B. Covering the wound with a transparent dressing is an incorrect and contraindicated choice. Transparent film dressings do not provide adequate protection or moisture for exposed visceral organs. Eviscerated organs must be kept continuously moist; a transparent film dressing would trap air and cause the exposed bowel to dry out rapidly, leading to tissue friction, ischemia, and necrosis.
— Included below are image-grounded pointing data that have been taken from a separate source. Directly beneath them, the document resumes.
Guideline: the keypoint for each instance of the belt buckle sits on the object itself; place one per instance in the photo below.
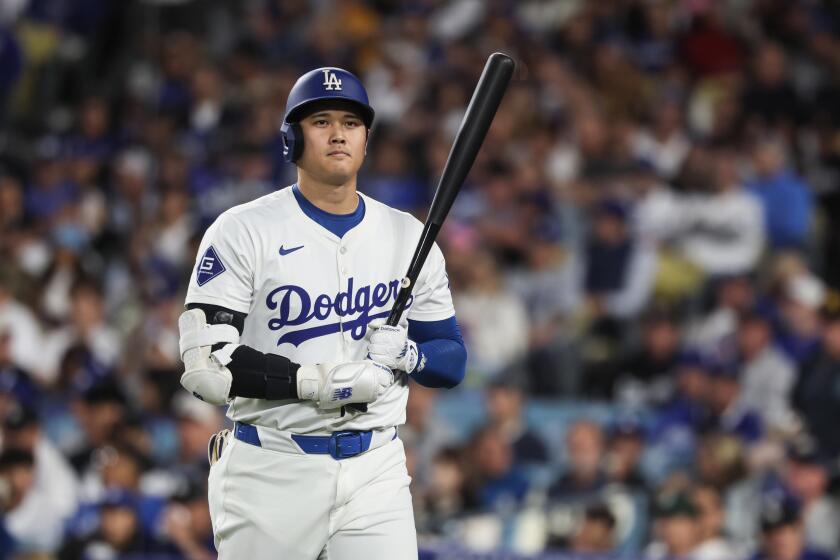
(345, 444)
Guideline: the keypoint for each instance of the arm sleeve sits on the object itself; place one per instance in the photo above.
(442, 349)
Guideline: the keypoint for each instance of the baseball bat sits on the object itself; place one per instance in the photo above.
(476, 122)
(474, 126)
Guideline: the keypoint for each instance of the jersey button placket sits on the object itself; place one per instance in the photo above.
(343, 275)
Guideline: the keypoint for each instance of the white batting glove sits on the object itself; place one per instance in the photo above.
(205, 374)
(336, 385)
(390, 346)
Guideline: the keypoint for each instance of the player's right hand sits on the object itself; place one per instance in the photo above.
(336, 385)
(205, 374)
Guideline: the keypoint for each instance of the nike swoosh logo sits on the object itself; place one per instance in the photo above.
(284, 252)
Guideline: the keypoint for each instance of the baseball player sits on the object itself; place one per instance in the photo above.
(285, 324)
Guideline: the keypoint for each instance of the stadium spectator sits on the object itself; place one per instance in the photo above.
(722, 227)
(713, 543)
(816, 400)
(767, 376)
(494, 482)
(596, 532)
(782, 533)
(677, 530)
(504, 408)
(624, 455)
(585, 474)
(786, 199)
(806, 475)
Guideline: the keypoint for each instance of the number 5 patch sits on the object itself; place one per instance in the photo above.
(209, 266)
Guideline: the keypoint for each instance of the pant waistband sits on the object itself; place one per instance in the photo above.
(339, 445)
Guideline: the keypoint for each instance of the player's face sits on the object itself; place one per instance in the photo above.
(334, 145)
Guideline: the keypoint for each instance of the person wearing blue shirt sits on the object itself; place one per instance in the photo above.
(787, 200)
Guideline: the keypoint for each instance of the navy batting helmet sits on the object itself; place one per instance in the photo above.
(320, 85)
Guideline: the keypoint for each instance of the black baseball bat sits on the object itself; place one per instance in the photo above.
(474, 126)
(476, 122)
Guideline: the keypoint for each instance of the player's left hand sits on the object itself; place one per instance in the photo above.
(391, 347)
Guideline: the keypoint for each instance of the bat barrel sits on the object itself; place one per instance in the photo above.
(474, 126)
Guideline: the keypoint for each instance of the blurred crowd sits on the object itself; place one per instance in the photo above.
(644, 262)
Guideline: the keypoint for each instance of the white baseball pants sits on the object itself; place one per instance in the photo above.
(287, 505)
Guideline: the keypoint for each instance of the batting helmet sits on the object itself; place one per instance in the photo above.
(319, 85)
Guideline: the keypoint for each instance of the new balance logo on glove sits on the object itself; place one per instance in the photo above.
(343, 394)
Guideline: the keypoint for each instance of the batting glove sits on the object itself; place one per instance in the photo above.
(391, 347)
(336, 385)
(205, 374)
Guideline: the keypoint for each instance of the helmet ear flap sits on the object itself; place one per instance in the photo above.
(292, 136)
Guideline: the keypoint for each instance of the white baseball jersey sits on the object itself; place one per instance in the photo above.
(310, 295)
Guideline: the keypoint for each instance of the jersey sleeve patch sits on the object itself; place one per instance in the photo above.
(209, 266)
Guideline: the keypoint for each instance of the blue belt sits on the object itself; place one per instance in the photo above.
(339, 445)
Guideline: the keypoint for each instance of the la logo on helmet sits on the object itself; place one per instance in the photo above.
(331, 81)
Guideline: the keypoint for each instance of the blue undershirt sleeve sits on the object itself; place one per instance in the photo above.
(442, 347)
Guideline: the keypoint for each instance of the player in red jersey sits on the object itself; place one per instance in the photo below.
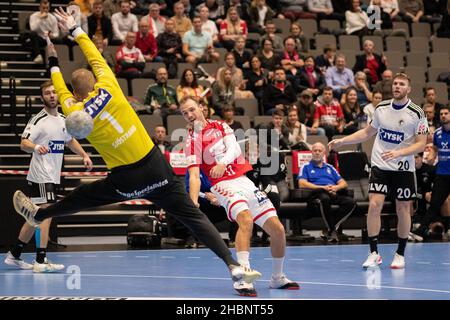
(212, 148)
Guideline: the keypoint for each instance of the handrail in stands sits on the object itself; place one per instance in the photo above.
(12, 104)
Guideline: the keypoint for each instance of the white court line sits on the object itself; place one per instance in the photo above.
(265, 248)
(228, 279)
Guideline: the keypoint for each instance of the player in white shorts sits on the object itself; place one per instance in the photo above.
(44, 136)
(401, 128)
(212, 147)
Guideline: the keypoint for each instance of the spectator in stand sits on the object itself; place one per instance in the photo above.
(228, 117)
(259, 14)
(130, 61)
(385, 84)
(198, 45)
(384, 26)
(223, 90)
(238, 78)
(231, 28)
(209, 25)
(297, 130)
(444, 29)
(256, 78)
(327, 59)
(156, 22)
(362, 89)
(306, 111)
(328, 114)
(42, 24)
(279, 95)
(369, 109)
(241, 56)
(301, 41)
(356, 20)
(355, 118)
(430, 98)
(291, 60)
(160, 139)
(169, 45)
(371, 63)
(269, 60)
(339, 77)
(182, 23)
(123, 22)
(106, 54)
(146, 42)
(270, 33)
(110, 7)
(341, 6)
(324, 10)
(391, 7)
(189, 87)
(99, 24)
(295, 9)
(310, 77)
(216, 10)
(161, 97)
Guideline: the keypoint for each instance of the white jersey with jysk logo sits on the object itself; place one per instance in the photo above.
(397, 129)
(49, 131)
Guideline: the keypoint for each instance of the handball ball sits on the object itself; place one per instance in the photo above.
(79, 124)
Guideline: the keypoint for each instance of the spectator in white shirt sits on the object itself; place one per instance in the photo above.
(123, 21)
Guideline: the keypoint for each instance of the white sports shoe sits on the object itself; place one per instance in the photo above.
(26, 208)
(373, 260)
(12, 261)
(47, 267)
(245, 289)
(398, 262)
(243, 273)
(283, 282)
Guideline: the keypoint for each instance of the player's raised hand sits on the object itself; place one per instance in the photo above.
(334, 144)
(65, 20)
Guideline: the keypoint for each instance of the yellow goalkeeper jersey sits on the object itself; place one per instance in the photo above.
(118, 134)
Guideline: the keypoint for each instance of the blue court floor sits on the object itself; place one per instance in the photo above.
(324, 272)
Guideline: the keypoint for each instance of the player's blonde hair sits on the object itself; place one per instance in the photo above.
(83, 82)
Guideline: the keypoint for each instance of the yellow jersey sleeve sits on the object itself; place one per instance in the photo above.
(118, 134)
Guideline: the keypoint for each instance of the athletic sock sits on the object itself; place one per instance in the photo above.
(373, 241)
(41, 253)
(17, 249)
(401, 246)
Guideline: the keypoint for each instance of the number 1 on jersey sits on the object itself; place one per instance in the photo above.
(106, 115)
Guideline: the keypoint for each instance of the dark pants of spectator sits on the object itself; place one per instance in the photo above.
(440, 192)
(320, 202)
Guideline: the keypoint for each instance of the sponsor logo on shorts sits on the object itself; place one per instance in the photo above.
(142, 192)
(56, 146)
(390, 136)
(96, 104)
(378, 187)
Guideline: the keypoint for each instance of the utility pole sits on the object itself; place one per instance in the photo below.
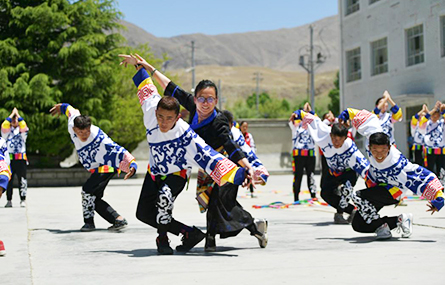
(309, 66)
(219, 94)
(258, 78)
(193, 65)
(311, 62)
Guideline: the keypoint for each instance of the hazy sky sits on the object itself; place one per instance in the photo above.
(167, 18)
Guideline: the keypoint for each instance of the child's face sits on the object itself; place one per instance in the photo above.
(338, 141)
(166, 119)
(379, 152)
(82, 134)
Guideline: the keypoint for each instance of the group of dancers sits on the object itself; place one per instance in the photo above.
(387, 173)
(226, 159)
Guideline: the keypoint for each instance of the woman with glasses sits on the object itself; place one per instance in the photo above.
(225, 216)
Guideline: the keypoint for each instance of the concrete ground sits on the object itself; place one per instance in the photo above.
(44, 244)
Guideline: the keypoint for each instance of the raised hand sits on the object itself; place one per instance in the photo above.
(128, 59)
(130, 174)
(56, 109)
(431, 209)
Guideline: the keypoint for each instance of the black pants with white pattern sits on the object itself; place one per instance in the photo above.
(156, 202)
(92, 193)
(300, 164)
(18, 168)
(369, 202)
(329, 189)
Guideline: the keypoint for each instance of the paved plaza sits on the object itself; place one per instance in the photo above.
(44, 244)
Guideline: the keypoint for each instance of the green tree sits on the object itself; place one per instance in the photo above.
(334, 95)
(57, 51)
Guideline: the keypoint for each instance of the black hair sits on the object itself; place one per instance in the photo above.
(379, 139)
(229, 116)
(324, 116)
(378, 101)
(203, 84)
(339, 130)
(169, 103)
(82, 122)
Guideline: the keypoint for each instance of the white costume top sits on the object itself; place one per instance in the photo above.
(99, 152)
(179, 148)
(260, 172)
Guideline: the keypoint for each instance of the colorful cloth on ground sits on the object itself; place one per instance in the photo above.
(99, 153)
(179, 148)
(260, 174)
(340, 159)
(15, 138)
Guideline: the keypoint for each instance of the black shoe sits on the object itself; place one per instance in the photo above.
(163, 244)
(210, 245)
(190, 239)
(88, 228)
(118, 225)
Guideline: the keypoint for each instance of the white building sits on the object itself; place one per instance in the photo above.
(394, 45)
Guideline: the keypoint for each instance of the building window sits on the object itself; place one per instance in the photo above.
(353, 65)
(352, 6)
(414, 44)
(442, 30)
(379, 56)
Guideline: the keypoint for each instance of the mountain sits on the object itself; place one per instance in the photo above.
(277, 49)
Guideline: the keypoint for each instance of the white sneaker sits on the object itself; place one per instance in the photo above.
(261, 225)
(383, 232)
(405, 223)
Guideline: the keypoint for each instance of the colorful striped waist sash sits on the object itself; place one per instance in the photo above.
(434, 150)
(105, 169)
(338, 173)
(18, 156)
(303, 152)
(417, 147)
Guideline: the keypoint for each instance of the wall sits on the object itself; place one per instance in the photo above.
(409, 86)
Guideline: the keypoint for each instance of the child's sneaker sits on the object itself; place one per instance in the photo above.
(88, 228)
(339, 219)
(261, 226)
(118, 225)
(2, 249)
(190, 239)
(383, 232)
(163, 244)
(405, 223)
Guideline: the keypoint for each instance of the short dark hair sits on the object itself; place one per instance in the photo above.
(203, 84)
(378, 101)
(339, 130)
(229, 116)
(379, 139)
(169, 103)
(82, 122)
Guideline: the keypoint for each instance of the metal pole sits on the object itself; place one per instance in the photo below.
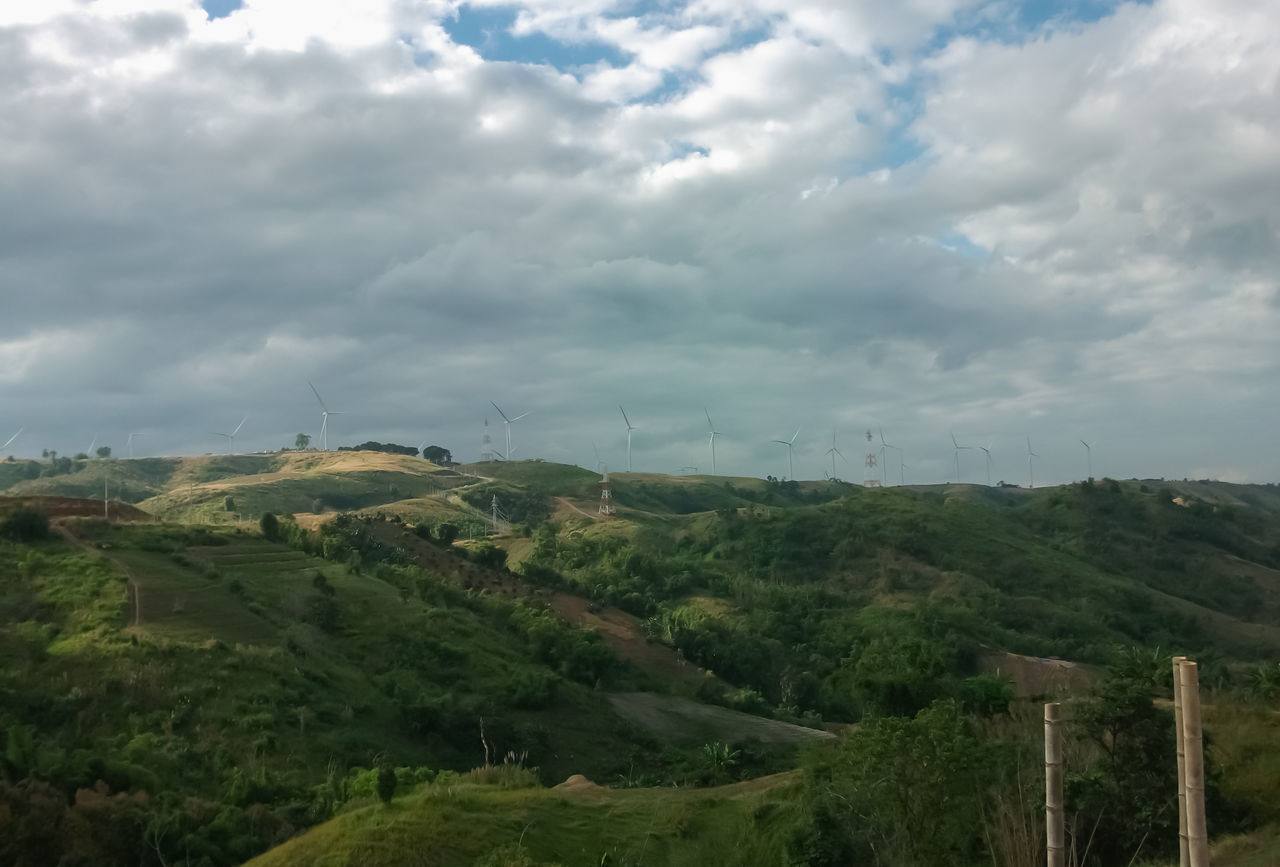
(1054, 825)
(1193, 747)
(1184, 858)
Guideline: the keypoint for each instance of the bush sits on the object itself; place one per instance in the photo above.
(270, 526)
(24, 524)
(385, 783)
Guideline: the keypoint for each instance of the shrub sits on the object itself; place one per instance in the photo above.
(270, 526)
(24, 524)
(385, 783)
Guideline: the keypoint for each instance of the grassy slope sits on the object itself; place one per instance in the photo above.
(227, 667)
(447, 826)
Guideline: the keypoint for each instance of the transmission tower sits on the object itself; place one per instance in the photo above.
(499, 520)
(869, 474)
(485, 443)
(606, 494)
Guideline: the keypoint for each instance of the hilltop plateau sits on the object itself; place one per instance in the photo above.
(248, 644)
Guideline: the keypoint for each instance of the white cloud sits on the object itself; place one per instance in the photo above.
(334, 191)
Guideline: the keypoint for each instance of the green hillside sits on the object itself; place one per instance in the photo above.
(220, 692)
(458, 824)
(242, 684)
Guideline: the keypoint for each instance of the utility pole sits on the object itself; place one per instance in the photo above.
(1055, 834)
(1184, 858)
(1197, 825)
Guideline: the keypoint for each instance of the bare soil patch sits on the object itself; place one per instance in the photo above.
(681, 719)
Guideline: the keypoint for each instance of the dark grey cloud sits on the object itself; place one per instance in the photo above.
(197, 218)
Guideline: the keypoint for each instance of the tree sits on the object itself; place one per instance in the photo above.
(270, 525)
(899, 792)
(385, 783)
(438, 455)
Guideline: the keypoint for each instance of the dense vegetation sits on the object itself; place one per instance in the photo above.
(193, 694)
(259, 685)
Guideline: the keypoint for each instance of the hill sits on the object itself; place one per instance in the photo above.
(461, 824)
(241, 683)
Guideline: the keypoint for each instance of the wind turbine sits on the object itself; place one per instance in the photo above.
(714, 433)
(789, 443)
(959, 448)
(231, 437)
(508, 423)
(886, 446)
(630, 428)
(833, 451)
(324, 419)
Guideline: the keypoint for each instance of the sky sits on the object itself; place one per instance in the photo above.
(987, 219)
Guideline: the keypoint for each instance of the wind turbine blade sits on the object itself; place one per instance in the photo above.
(318, 396)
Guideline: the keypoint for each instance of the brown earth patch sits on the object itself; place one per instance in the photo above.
(77, 507)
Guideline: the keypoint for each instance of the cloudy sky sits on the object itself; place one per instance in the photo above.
(997, 218)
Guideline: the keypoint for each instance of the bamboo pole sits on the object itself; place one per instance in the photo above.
(1193, 748)
(1184, 858)
(1054, 830)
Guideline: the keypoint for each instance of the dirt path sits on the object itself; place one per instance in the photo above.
(681, 719)
(568, 503)
(621, 632)
(133, 591)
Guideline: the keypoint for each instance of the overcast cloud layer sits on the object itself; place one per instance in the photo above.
(928, 215)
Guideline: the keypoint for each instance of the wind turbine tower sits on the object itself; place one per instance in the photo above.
(508, 423)
(630, 428)
(833, 451)
(869, 474)
(485, 443)
(324, 419)
(231, 437)
(883, 456)
(606, 494)
(986, 450)
(789, 443)
(1088, 457)
(713, 433)
(959, 448)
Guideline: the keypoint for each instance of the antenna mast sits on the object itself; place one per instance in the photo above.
(606, 494)
(869, 475)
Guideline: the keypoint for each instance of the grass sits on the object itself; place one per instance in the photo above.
(456, 824)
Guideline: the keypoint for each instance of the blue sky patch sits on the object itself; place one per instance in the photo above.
(488, 31)
(220, 8)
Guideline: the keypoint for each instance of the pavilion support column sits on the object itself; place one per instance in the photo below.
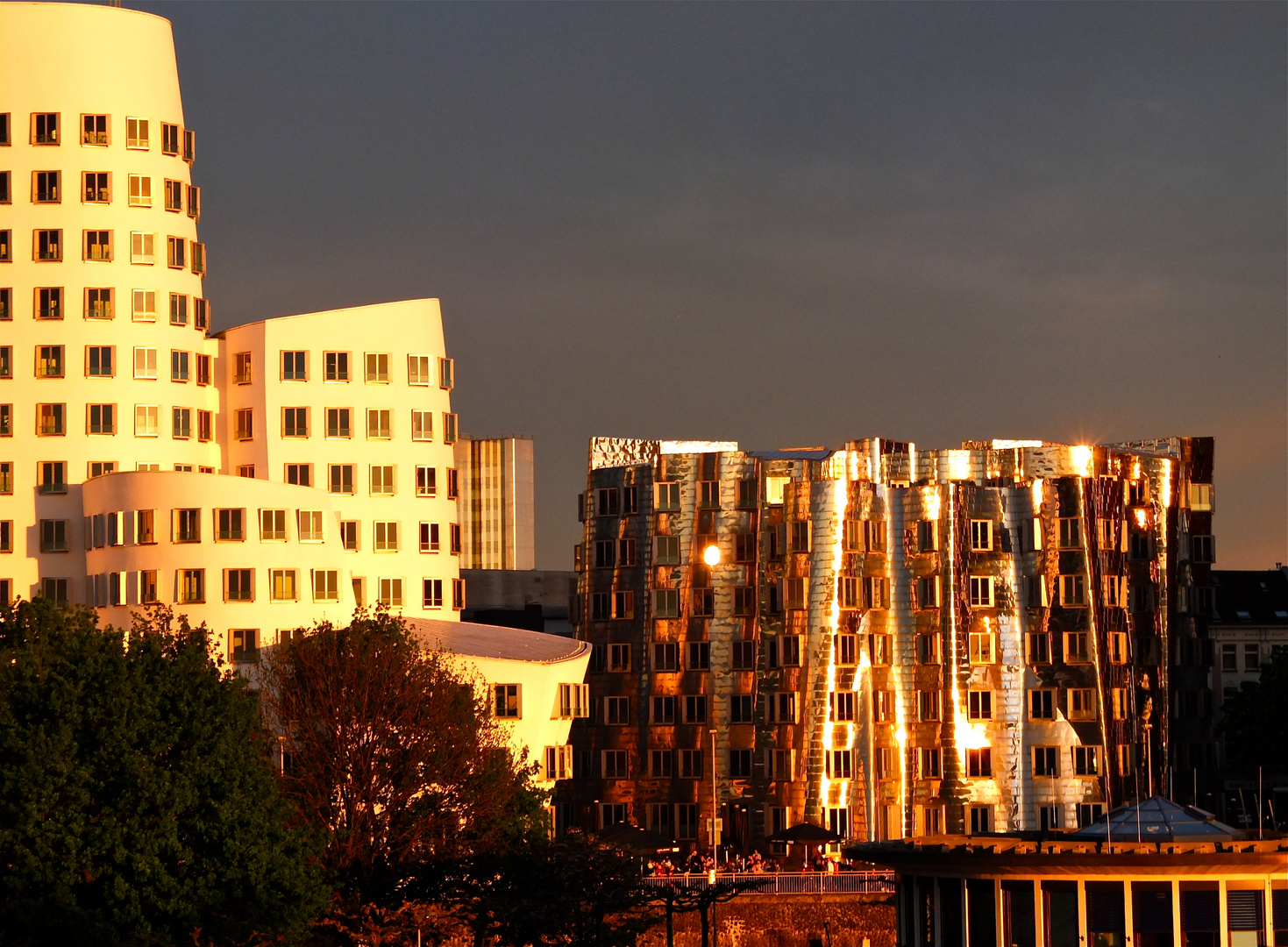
(1128, 920)
(1082, 911)
(999, 915)
(1224, 913)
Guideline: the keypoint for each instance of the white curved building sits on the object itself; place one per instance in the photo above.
(260, 478)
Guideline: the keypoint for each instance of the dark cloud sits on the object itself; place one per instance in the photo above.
(791, 223)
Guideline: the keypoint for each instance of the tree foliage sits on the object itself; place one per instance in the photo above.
(395, 757)
(1254, 718)
(137, 799)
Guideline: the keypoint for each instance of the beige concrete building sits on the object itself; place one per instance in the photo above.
(258, 480)
(497, 512)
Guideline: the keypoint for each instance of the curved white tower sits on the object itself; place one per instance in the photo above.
(274, 474)
(106, 364)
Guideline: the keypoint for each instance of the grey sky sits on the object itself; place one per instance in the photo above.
(782, 224)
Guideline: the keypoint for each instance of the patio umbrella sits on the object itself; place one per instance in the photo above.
(625, 835)
(807, 834)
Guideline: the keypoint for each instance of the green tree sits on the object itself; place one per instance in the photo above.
(1254, 718)
(395, 757)
(137, 801)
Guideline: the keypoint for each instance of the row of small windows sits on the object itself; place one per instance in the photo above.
(46, 246)
(296, 423)
(96, 131)
(110, 589)
(294, 367)
(51, 362)
(52, 474)
(46, 187)
(782, 765)
(232, 524)
(99, 303)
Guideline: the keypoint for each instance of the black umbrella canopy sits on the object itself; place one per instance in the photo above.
(634, 837)
(808, 834)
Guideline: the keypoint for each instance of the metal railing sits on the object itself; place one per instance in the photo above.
(788, 881)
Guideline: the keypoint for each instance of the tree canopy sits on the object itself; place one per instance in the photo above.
(138, 801)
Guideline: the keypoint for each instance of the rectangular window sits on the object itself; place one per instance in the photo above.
(48, 246)
(417, 370)
(337, 367)
(666, 603)
(1041, 705)
(1085, 760)
(979, 705)
(137, 133)
(53, 477)
(272, 526)
(238, 585)
(49, 361)
(282, 584)
(379, 424)
(1082, 704)
(181, 424)
(338, 422)
(422, 425)
(667, 497)
(376, 367)
(979, 763)
(145, 305)
(101, 419)
(387, 537)
(340, 478)
(96, 187)
(1046, 762)
(49, 303)
(98, 303)
(381, 480)
(982, 590)
(51, 420)
(310, 526)
(431, 593)
(98, 246)
(928, 705)
(44, 187)
(326, 585)
(192, 585)
(230, 524)
(295, 422)
(841, 706)
(429, 538)
(173, 195)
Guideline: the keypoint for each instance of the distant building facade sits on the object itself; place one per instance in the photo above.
(257, 480)
(892, 642)
(496, 504)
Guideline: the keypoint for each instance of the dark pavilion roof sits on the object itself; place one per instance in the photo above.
(1156, 820)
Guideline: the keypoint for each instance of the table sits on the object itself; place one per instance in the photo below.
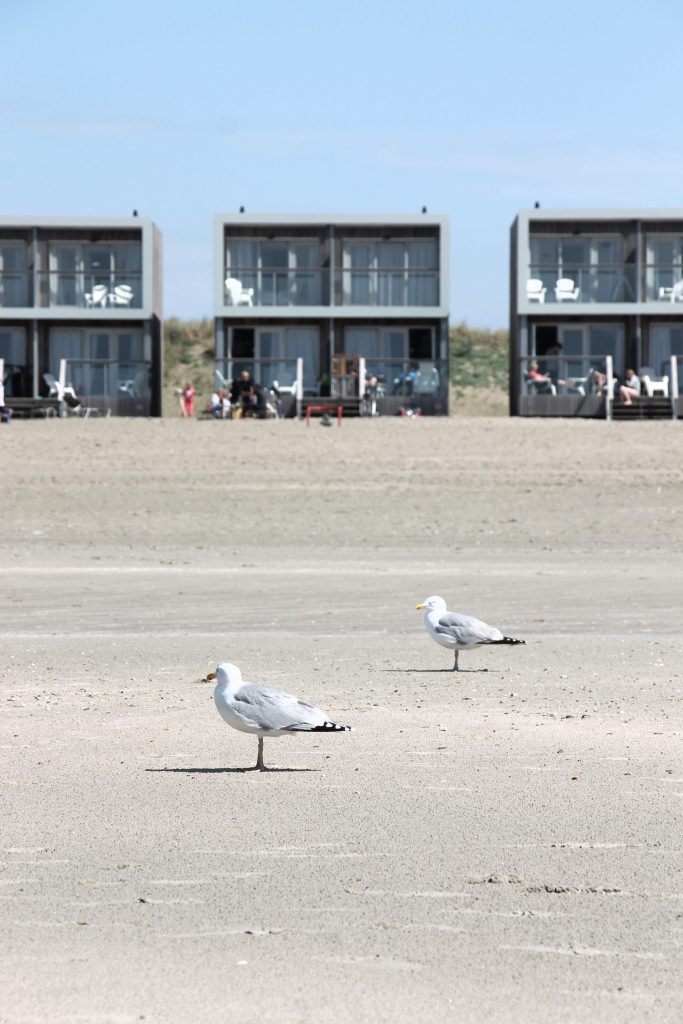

C. Instructing the client to lie supine with his knees flexed is the correct action the nurse should take. Placing the client in a low-Fowler's or supine position with the knees bent reduces tension on the abdominal muscles, decreases intra-abdominal pressure, and prevents further protrusion of the internal organs. Alongside this positioning, the immediate nursing priority is to cover the exposed organs with sterile dressings soaked in warm, sterile normal saline to maintain tissue perfusion and moisture, while simultaneously preparing the client for an emergency return to the operating room.
D. Covering the wound with a dry sterile dressing is an incorrect and highly dangerous act. Placing a dry dressing directly onto exposed internal organs causes the visceral tissue to adhere to the gauze fibers. When the dressing is eventually removed or shifted, it will cause severe tissue tearing, capillary damage, and significantly increase the risk of infection and necrosis. All dressings applied to an evisceration must be thoroughly saturated with sterile saline.